Using a variety of data sources, FD can accurately measure the effectiveness and impact of marketing campaigns.
Attribution models determine which marketing channel gets credit for a given conversation. Attribution models can be rule-based (i.e. last click) or based on statistical models. By default, FD uses statistical models to determine the impact of campaigns on sales. In the absence of a deterministic identifier, probabilistic attribution models are used as a fallback option to understand campaign efficiency and impact. We do not use statistical modelling to attribute conversions to individual customers or users.
To increase accuracy, these models rely on a variety of data sources. In addition to traditional tracking data from pixels (Google Analytics or Metas Pixel or other), our probabilistic attribution models incorporate campaign insights (e.g. how many clicks per hour), but crucially also sales data from ticketing systems. This last part is the key differentiator that most other attribution solutions lack due to lack of integration.
While in the past the de facto standard in the advertising industry was deterministic attribution (counting how many times a page was visited), this is no longer technically possible/allowed by major platforms and operating systems such as Apple's iOS/iPadOS, and more and more browsers have adopted these changes. Companies like Meta and Google have updated their methods accordingly to be probabilistic. This means that they also rely on statistical models to measure how many people bought something.

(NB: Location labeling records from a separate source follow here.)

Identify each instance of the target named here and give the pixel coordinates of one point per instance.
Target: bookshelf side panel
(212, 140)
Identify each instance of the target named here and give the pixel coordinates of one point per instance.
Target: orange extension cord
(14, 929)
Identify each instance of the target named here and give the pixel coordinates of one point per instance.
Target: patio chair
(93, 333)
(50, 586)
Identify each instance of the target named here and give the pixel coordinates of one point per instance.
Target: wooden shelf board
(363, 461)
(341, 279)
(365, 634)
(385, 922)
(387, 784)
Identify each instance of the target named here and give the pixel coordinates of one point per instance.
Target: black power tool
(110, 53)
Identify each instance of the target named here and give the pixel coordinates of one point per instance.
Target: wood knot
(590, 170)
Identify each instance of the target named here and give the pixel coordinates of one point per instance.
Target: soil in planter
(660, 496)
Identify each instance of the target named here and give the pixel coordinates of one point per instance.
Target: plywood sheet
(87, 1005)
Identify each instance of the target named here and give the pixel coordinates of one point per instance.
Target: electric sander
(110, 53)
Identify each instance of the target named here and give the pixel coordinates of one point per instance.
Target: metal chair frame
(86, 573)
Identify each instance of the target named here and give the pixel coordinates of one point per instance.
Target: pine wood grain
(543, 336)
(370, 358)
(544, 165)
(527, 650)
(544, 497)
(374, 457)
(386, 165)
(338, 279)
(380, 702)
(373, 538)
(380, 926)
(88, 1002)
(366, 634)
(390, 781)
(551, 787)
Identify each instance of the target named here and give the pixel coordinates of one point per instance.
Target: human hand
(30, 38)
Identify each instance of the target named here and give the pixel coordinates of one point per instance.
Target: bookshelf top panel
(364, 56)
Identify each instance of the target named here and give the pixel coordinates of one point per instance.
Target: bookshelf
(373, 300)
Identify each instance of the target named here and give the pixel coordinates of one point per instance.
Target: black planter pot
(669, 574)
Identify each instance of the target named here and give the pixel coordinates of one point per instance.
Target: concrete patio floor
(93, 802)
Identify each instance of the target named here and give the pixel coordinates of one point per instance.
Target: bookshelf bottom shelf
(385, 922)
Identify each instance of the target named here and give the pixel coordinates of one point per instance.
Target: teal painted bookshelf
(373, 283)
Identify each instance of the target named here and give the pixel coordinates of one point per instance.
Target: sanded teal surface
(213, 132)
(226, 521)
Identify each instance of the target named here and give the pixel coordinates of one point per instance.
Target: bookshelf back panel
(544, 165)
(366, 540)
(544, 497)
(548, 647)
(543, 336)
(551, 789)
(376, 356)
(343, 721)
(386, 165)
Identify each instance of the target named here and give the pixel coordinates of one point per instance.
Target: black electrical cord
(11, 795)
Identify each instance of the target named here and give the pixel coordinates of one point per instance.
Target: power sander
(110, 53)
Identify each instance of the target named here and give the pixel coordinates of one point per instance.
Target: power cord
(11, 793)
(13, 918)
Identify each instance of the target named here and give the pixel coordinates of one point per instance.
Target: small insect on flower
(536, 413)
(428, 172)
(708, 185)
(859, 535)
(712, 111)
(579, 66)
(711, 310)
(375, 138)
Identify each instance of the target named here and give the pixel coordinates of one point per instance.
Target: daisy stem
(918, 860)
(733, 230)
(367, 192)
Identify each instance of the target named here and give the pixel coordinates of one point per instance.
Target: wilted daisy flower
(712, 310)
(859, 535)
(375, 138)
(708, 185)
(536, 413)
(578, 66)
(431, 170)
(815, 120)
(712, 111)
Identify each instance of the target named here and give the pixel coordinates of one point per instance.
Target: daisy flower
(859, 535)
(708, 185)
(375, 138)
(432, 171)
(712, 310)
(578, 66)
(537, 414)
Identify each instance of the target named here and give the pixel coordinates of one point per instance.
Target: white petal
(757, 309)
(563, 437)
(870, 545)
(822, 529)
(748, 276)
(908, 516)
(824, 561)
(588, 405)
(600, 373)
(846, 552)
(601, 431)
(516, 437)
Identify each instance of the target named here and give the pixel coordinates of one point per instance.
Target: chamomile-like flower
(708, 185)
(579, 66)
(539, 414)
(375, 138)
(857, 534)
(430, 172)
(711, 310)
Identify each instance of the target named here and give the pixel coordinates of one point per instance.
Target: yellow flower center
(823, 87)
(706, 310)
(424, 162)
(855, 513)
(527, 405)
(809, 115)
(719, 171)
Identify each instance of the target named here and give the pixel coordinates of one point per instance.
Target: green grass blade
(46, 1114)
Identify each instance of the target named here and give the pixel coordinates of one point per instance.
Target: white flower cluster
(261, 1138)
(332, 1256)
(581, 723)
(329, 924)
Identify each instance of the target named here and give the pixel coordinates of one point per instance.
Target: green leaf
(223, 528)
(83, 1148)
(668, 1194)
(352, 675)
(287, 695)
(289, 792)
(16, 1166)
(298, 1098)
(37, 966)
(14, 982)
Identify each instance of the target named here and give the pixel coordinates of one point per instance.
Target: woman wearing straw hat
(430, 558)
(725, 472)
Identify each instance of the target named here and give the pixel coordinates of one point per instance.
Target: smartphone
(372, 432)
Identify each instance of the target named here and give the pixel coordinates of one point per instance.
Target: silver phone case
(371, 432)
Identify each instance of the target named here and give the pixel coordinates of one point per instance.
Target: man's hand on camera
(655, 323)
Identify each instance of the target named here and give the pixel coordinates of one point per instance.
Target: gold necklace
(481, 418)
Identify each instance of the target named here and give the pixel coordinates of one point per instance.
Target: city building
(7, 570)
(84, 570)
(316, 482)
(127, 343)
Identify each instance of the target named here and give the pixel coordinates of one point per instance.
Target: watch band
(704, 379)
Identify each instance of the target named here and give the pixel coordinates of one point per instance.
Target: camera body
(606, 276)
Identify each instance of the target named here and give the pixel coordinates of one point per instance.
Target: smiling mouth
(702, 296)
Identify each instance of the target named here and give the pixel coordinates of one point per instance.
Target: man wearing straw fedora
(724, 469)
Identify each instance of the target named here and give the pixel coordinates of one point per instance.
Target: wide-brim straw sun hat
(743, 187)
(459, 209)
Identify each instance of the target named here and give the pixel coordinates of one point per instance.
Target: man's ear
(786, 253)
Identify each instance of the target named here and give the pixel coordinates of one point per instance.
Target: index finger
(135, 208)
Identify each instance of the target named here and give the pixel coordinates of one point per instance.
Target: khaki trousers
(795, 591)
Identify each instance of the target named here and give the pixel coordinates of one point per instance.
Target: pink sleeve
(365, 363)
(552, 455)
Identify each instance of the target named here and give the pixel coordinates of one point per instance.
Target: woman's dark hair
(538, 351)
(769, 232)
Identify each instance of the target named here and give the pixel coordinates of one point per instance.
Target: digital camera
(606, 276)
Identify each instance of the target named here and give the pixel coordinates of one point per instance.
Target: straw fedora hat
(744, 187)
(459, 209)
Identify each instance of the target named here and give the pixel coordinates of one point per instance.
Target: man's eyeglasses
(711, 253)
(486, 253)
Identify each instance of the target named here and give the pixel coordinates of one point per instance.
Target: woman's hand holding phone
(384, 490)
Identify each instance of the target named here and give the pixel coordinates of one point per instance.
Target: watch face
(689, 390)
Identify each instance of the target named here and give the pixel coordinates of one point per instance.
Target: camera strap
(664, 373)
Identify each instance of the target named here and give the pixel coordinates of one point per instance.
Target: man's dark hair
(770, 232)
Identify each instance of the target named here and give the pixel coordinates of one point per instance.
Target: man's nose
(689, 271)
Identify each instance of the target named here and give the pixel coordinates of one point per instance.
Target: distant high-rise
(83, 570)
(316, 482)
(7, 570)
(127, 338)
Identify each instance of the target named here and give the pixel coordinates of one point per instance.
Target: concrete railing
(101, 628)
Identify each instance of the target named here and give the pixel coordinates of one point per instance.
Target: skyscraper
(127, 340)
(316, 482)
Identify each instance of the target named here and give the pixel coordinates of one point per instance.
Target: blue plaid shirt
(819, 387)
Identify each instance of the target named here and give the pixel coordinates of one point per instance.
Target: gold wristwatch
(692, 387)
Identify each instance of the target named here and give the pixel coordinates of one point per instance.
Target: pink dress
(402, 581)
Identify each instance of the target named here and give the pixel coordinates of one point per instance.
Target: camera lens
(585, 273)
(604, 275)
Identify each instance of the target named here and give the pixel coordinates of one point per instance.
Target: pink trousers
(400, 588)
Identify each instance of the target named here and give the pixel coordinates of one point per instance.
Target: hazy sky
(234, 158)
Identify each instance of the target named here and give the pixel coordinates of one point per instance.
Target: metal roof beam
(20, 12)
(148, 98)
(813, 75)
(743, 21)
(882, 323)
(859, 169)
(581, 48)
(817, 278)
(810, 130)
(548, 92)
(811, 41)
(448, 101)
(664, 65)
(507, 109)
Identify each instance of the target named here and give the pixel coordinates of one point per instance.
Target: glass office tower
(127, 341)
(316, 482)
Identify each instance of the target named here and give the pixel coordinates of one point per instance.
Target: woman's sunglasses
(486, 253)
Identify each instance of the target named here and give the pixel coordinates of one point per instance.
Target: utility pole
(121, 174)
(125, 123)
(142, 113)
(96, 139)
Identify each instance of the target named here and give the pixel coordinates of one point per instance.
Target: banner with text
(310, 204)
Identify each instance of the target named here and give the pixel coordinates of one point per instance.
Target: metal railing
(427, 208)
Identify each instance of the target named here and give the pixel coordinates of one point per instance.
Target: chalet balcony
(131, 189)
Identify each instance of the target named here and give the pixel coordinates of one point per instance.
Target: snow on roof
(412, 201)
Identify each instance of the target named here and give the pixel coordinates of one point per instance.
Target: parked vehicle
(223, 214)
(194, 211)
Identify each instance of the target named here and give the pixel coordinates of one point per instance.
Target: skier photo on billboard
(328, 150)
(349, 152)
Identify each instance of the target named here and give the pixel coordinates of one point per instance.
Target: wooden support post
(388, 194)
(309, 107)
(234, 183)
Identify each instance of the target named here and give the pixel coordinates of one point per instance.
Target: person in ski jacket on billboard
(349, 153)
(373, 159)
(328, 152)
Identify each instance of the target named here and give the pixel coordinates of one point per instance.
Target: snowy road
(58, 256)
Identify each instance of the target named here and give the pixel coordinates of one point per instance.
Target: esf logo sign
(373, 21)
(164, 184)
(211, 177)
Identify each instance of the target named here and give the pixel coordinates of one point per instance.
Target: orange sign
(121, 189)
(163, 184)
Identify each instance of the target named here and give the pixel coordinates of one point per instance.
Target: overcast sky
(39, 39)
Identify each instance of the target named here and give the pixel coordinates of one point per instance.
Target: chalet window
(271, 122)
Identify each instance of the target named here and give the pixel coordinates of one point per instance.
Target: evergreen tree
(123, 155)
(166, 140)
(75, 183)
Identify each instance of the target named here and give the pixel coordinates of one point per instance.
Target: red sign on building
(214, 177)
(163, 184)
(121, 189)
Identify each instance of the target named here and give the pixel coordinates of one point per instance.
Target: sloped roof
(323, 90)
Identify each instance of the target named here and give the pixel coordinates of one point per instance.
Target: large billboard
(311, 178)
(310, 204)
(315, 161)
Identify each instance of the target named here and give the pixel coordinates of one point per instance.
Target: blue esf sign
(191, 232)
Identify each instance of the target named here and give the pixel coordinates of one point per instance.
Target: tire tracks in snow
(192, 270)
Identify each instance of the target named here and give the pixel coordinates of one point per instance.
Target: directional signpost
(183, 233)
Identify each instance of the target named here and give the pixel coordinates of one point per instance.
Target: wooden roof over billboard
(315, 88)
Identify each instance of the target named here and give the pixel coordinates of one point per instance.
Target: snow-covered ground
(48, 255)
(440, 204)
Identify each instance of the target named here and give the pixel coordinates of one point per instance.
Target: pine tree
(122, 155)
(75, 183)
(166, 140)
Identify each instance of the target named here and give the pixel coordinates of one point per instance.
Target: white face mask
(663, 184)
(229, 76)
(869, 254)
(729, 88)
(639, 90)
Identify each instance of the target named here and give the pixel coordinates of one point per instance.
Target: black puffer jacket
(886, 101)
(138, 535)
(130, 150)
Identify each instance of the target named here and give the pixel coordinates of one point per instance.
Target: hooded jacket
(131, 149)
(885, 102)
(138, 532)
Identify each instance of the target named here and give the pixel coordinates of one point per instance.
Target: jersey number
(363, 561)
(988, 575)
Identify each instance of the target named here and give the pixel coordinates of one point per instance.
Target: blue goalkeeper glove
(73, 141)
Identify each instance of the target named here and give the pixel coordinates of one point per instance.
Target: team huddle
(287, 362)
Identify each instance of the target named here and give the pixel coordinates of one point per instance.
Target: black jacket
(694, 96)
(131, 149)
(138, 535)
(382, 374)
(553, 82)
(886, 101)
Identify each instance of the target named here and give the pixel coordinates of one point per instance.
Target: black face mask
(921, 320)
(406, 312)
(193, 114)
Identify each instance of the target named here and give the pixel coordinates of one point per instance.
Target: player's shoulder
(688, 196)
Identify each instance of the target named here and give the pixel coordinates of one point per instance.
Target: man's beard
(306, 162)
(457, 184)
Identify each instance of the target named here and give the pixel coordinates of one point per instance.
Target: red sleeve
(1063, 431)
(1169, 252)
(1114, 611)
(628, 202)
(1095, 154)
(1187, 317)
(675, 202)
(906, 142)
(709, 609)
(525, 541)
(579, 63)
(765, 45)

Our attribution model takes other external factors into account. These include general market trends, changes in national buying sentiment of ticket buyers, changes in demand for other events in similar sales cycles of each promoter, but also known patterns of other marketing events and external 'shocks' (e.g. email marketing campaigns, press publications).
It also includes insights from fans' price sensitivity and changes in average price points to account for available discounts.
Combining all those factors gives a reliable insights into campaign efficiency and effect on sales.